I think the problem for a democrat-communist USSR is not communism, it's Russia. Most of Russians have no idea of how a democracy works, Russia as we know it is a huge Moscovia, and the only way for Ubermoscovia to keep it's lands together is to be despotic. When Catherine the Great summoned an Assembly of free people (1/10 of Russia was represented) they didn't do anything but find her a honorary title "The Great" ... and they were the educated 1/10.
The problem is that if Russians don't know how to handle a democracy before a bloodbath, they won't be more experienced after. The same thing happened with French Revolution.
So my pick would be a Constitutionnal monarchy in Russia, more and more democratic, and then a Tsar that we'll call Ivan Stupidovitch starts being a horrible ruler and gets kicked out of the throne
I'd like to defend the large estates general (in essence) that Catherine summoned. They DID have suggestions. They had suggestions by the dozen, on all sorts of issues from the highest levels of society to the lowest.
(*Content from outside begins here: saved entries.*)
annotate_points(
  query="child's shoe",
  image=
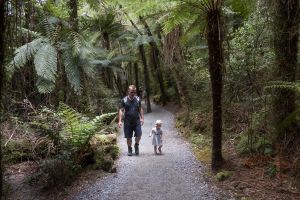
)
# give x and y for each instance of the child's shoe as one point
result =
(129, 151)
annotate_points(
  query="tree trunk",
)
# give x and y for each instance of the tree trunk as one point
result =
(216, 64)
(286, 30)
(73, 14)
(136, 73)
(146, 76)
(156, 62)
(2, 76)
(175, 60)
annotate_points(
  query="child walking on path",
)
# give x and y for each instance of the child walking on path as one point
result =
(157, 136)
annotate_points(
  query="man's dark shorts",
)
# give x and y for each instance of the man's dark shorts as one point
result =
(128, 130)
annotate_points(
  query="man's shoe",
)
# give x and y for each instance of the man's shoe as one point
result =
(136, 149)
(129, 151)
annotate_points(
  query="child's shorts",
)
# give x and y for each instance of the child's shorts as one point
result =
(128, 130)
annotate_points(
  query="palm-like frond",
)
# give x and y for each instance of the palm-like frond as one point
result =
(45, 62)
(23, 54)
(142, 40)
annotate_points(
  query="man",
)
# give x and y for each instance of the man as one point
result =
(133, 118)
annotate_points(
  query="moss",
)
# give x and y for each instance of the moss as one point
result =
(203, 154)
(223, 175)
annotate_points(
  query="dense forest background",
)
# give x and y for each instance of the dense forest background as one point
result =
(231, 66)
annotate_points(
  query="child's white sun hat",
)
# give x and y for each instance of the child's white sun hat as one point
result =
(158, 122)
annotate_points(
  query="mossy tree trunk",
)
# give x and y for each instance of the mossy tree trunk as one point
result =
(2, 76)
(155, 59)
(136, 73)
(286, 32)
(146, 76)
(175, 61)
(216, 65)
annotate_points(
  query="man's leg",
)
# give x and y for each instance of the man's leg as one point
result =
(128, 131)
(138, 135)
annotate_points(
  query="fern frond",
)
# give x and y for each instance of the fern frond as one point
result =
(104, 118)
(273, 85)
(44, 86)
(23, 54)
(29, 32)
(45, 62)
(142, 40)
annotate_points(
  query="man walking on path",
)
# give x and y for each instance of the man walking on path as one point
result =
(133, 118)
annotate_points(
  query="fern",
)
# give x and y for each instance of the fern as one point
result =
(44, 86)
(23, 54)
(77, 129)
(142, 40)
(273, 85)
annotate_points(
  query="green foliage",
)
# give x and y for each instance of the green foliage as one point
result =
(293, 86)
(250, 143)
(77, 129)
(17, 151)
(71, 133)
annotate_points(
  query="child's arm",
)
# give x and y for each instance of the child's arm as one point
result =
(151, 132)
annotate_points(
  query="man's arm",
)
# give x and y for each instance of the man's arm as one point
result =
(121, 110)
(142, 115)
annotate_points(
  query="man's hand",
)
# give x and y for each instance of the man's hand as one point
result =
(120, 124)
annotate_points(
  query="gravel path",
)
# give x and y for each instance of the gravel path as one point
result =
(175, 175)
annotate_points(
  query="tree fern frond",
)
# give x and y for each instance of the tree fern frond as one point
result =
(142, 40)
(29, 32)
(23, 54)
(101, 63)
(179, 16)
(77, 42)
(45, 62)
(44, 86)
(273, 85)
(122, 58)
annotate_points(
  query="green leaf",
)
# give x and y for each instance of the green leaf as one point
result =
(23, 54)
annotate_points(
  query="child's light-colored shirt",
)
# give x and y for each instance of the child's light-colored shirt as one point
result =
(157, 134)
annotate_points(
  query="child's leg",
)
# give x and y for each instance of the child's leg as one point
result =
(159, 148)
(155, 150)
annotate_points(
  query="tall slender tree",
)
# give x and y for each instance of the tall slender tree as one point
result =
(2, 75)
(155, 59)
(73, 5)
(286, 32)
(173, 57)
(214, 35)
(146, 76)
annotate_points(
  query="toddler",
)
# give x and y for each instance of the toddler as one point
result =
(157, 136)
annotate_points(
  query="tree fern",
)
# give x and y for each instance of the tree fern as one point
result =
(44, 85)
(77, 129)
(23, 54)
(273, 85)
(45, 62)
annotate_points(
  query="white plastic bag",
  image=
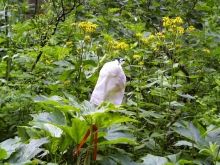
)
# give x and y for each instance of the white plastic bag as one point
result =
(110, 85)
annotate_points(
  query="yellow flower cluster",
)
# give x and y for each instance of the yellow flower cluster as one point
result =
(118, 45)
(206, 51)
(87, 38)
(190, 28)
(87, 26)
(160, 35)
(168, 22)
(138, 35)
(69, 43)
(136, 56)
(180, 30)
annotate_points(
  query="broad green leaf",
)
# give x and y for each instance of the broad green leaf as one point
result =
(154, 160)
(123, 159)
(185, 143)
(77, 131)
(186, 96)
(3, 154)
(56, 117)
(10, 145)
(27, 151)
(119, 133)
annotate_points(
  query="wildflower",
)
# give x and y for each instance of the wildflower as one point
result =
(180, 30)
(157, 43)
(87, 38)
(49, 62)
(87, 26)
(138, 35)
(35, 161)
(166, 21)
(113, 10)
(116, 52)
(206, 51)
(69, 43)
(66, 82)
(152, 36)
(141, 63)
(160, 35)
(136, 56)
(121, 45)
(191, 28)
(73, 24)
(112, 43)
(145, 41)
(79, 48)
(177, 45)
(155, 49)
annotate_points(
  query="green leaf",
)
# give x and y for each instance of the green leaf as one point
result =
(123, 159)
(77, 131)
(119, 133)
(56, 117)
(27, 151)
(10, 145)
(154, 160)
(3, 154)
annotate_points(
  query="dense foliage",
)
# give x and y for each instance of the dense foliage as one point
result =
(50, 58)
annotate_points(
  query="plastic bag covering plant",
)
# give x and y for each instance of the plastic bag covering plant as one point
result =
(67, 121)
(16, 152)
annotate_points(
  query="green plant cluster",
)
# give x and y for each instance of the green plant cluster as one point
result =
(50, 57)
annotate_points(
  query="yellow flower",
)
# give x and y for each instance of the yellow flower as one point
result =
(69, 43)
(191, 28)
(160, 35)
(138, 35)
(73, 24)
(87, 26)
(145, 41)
(206, 51)
(180, 30)
(152, 36)
(141, 63)
(87, 38)
(136, 56)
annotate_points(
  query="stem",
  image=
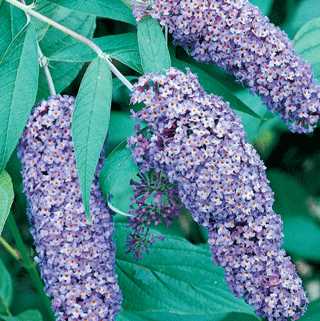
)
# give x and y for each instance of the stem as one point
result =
(9, 248)
(29, 10)
(29, 264)
(44, 63)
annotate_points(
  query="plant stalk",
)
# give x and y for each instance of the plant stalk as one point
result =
(44, 63)
(30, 11)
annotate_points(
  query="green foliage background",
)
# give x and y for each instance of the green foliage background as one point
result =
(177, 280)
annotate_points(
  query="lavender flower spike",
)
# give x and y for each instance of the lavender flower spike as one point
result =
(235, 35)
(76, 259)
(198, 141)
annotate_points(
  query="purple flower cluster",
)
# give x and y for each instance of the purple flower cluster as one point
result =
(76, 258)
(235, 35)
(198, 141)
(155, 202)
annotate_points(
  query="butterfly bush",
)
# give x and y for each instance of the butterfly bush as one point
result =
(235, 35)
(76, 258)
(155, 201)
(198, 141)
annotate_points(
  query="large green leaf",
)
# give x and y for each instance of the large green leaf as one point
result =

If she had kept them meeting and given them actual power to draft and pass legislation, I think they would have come up with some very interesting stuff.
As it is, though, Pugachev's rebellion cut it short, and after that she decided to abandon her reform plans and just rule the country as a tyrant. Honestly, it's one of the things I find most disappointing about Catherine as a person. She was *this close* to building an institution that could have changed Russian history for the better, and she strangled it in the crib because of a completely unrelated uprising.
That's pretty much the story of Russian democracy/republicanism every time it tries to get off the ground. The rulership gets pissed because people who have never done this before aren't very good at it, and rather than giving them time to learn, calls the whole thing off.